The only other item of furniture in the room
was a dresser---one that I longed to duplicate, for it was immensely beautiful to my girly-girl heart. My own room had a bedroom “suit”
consisting of bed (the one I later took a saw to and shortened the posts),
chest of drawers, and dresser in that old thirties style of the big mirror set
between two little wings, with a center shelf thing that allowed no foot or
knee room to sit close to the mirror.
Helen had made her own dresser, of a wooden
box on its side, opening facing out for knee room and access to shelves, with a
curvy piece of plywood (also cut by her with her Uncle Booster’s
hand-saw). She’d taken the satin and net of her Aunt
Maude's big pink evening-dress skirt from her Eastern Star Installation,
and tacked it somehow around front and sides of the curve of plywood to
form a lovely dresser-skirt.
I’m sure the vision in that country-girl’s
heart was possibly straight from this:
which caused her to tackle hammer
and nails and make herself just One Beautiful Thing in that cramped gingham
room. Her small homemade version shone in such dull quarters,
and a seat on the bed was the only access to the table.
How I loved those
words---Dresser-Skirt. I yearned for the wonderful crackly
pink cloud to cover my own old
brown dresser, and also mightily wanted some of the ribbon and tulle from the
couple of dozen dried corsages festooned around her bulletin board with
pearl-beaded pins.
I was
surprised when I googled "permanent of the fifties" and got this old
magazine ad. I'd noticed back then that she looked so much like
Virginia Mayo, but this---this is Helen to the life, right down to the
forehead wave, eyebrow arch and perfectly-blotted lipstick. Exactly
as I remember her.
She'd let me watch her get ready
for a date---pulling on her stockings with the little snub of the rubber clips
on her garter-belt, putting on her lipstick, smoothing all around her mouth with
her little finger and a blot of toilet paper, and THEN the opening of that
fragrant padded box where the "perfume" lived.

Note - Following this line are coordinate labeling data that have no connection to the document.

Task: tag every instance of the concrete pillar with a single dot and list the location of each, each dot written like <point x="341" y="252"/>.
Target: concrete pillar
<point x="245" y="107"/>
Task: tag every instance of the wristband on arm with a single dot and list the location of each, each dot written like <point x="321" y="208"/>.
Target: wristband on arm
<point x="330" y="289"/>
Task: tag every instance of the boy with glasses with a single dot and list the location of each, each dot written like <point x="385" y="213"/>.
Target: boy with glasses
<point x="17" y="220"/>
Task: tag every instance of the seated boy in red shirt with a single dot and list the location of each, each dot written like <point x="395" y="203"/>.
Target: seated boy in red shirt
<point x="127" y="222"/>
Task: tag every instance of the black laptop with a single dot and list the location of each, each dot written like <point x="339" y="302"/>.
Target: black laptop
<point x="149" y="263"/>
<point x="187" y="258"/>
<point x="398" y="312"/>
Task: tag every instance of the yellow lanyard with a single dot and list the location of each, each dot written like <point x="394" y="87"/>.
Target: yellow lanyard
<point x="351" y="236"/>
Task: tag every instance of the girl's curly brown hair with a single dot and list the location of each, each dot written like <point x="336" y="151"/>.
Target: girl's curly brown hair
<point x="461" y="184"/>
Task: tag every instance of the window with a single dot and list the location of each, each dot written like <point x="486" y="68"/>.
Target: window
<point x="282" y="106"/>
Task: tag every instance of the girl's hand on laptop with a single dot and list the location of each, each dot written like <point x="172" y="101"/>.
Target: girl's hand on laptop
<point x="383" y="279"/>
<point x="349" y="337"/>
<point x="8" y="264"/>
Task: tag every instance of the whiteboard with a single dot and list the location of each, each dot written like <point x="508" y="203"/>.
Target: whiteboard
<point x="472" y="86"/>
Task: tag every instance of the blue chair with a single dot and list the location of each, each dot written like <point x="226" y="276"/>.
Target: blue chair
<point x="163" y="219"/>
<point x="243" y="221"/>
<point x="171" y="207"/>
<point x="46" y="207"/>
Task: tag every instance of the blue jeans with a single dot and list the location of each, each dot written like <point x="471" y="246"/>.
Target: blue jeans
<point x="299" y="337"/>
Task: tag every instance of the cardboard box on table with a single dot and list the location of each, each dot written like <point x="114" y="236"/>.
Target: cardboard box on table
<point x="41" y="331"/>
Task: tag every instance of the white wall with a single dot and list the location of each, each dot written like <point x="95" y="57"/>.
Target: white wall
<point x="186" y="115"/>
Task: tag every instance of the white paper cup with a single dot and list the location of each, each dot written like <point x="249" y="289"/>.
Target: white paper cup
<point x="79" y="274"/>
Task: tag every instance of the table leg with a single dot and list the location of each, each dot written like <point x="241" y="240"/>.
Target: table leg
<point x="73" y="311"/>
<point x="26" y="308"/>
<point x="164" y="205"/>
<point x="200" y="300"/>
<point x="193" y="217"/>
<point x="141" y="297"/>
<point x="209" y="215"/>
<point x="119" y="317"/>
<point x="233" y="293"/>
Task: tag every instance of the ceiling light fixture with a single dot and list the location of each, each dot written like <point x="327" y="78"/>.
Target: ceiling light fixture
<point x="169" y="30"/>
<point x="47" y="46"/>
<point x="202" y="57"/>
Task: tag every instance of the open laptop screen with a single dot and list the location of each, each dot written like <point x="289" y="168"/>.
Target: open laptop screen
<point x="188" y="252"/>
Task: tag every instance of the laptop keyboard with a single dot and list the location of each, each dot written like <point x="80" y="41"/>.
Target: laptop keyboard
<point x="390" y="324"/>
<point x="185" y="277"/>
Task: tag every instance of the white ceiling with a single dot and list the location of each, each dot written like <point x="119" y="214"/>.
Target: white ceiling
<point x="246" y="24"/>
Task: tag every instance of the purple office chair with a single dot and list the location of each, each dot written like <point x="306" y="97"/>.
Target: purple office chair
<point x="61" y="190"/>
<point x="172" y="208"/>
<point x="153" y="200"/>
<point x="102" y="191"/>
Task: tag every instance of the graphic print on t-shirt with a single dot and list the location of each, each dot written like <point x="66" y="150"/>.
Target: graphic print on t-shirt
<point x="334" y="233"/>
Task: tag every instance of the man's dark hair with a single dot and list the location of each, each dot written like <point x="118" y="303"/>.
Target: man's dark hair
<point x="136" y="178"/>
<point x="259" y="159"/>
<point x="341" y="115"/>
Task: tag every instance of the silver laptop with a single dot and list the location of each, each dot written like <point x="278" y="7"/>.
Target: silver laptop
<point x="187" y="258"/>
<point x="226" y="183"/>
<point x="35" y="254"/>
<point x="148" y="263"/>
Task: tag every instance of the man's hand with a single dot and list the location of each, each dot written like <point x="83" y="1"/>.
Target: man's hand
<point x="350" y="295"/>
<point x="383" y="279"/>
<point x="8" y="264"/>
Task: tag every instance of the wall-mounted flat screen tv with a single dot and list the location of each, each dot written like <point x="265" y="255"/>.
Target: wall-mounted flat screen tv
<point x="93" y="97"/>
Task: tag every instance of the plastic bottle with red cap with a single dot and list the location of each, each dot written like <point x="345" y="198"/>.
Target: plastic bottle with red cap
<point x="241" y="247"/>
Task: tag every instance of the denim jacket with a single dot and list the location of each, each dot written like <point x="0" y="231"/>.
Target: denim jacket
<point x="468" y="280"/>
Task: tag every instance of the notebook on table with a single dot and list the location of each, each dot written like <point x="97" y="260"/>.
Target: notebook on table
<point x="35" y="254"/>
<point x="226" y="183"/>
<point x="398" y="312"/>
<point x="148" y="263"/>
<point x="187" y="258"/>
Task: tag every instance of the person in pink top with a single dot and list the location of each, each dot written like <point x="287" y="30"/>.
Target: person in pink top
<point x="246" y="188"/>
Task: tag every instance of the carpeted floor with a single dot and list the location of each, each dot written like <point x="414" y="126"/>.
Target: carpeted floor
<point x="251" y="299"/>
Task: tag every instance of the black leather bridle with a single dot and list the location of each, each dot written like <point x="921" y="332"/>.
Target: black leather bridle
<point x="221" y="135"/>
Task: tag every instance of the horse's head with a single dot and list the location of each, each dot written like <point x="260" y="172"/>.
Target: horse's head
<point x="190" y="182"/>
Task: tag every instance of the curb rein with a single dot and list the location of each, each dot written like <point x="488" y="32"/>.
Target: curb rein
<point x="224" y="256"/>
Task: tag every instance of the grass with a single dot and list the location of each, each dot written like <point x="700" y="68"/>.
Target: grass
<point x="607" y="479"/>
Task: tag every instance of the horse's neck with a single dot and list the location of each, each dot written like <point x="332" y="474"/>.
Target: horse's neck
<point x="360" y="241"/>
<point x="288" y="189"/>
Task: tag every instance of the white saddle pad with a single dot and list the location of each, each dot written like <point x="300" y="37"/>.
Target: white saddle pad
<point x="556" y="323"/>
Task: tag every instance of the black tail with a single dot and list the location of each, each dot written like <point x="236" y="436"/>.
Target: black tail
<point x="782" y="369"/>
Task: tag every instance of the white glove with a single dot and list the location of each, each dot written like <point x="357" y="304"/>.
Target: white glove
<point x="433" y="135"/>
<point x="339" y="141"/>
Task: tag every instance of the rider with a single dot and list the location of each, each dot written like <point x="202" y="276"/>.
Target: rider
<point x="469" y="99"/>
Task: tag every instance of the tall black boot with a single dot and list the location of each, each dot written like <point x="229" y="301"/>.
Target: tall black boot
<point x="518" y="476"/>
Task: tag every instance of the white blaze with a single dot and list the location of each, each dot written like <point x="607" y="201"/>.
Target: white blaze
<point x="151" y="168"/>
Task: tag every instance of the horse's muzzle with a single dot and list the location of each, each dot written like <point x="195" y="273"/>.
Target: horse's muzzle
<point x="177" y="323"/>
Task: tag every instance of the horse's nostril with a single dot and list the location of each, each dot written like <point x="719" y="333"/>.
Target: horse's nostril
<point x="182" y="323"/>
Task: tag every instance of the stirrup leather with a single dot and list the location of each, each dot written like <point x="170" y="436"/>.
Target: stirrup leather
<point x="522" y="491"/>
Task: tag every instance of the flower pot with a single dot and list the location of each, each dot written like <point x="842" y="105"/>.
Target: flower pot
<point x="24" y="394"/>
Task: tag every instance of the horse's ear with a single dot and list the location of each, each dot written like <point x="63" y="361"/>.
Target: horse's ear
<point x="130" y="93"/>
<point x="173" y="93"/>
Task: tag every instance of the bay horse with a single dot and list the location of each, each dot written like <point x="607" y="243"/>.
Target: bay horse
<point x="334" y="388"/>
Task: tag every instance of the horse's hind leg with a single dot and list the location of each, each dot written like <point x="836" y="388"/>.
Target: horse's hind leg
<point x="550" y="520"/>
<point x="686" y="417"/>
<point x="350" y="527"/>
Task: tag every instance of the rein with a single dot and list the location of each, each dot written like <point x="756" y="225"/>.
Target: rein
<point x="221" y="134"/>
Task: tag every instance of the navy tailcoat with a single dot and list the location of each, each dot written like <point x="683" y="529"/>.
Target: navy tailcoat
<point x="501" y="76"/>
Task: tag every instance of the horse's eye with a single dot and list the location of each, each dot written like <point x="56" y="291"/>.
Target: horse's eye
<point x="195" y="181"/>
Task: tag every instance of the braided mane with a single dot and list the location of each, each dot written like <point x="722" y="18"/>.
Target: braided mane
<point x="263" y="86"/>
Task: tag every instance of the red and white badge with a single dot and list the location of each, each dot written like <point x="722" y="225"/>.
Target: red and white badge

The box was an ashy-pink quilted satin
thing, with little compartments inside, where she kept a couple of lipsticks, a
tangle of earrings, a bottle or two of Cutex red-red polish, and that
enchanting cobalt blue bottle of Evening in Paris, with the small silky tassel
draped up and over the divider of the box.
That exotic little bottle was elegant and dainty, cool and
smooth and regal in my hand, and the simple honor of holding it was a thrill of
my little-girl life.
The delicious scent was doled out
sparingly, precious as frankincense. Just a fingertip pressed tightly to
the tee-ninecy mouth of the bottle, then touched behind both ears while the
finger was still damp. I
don’t think I had any concept of feeling “grown up,” but I felt like the very
best ME, transported from those end-of-day grubby shorts and shirt, filthy
bare feet from who-knows-where, hair flying and nails bitten, to someone made
welcome and worthwhile by that kind young woman, and feeling elegant and lovely
in that sweet-scented aura.
I’d love to smell that beloved fragrance
again, or hold that cool slim blue bottle in my hand.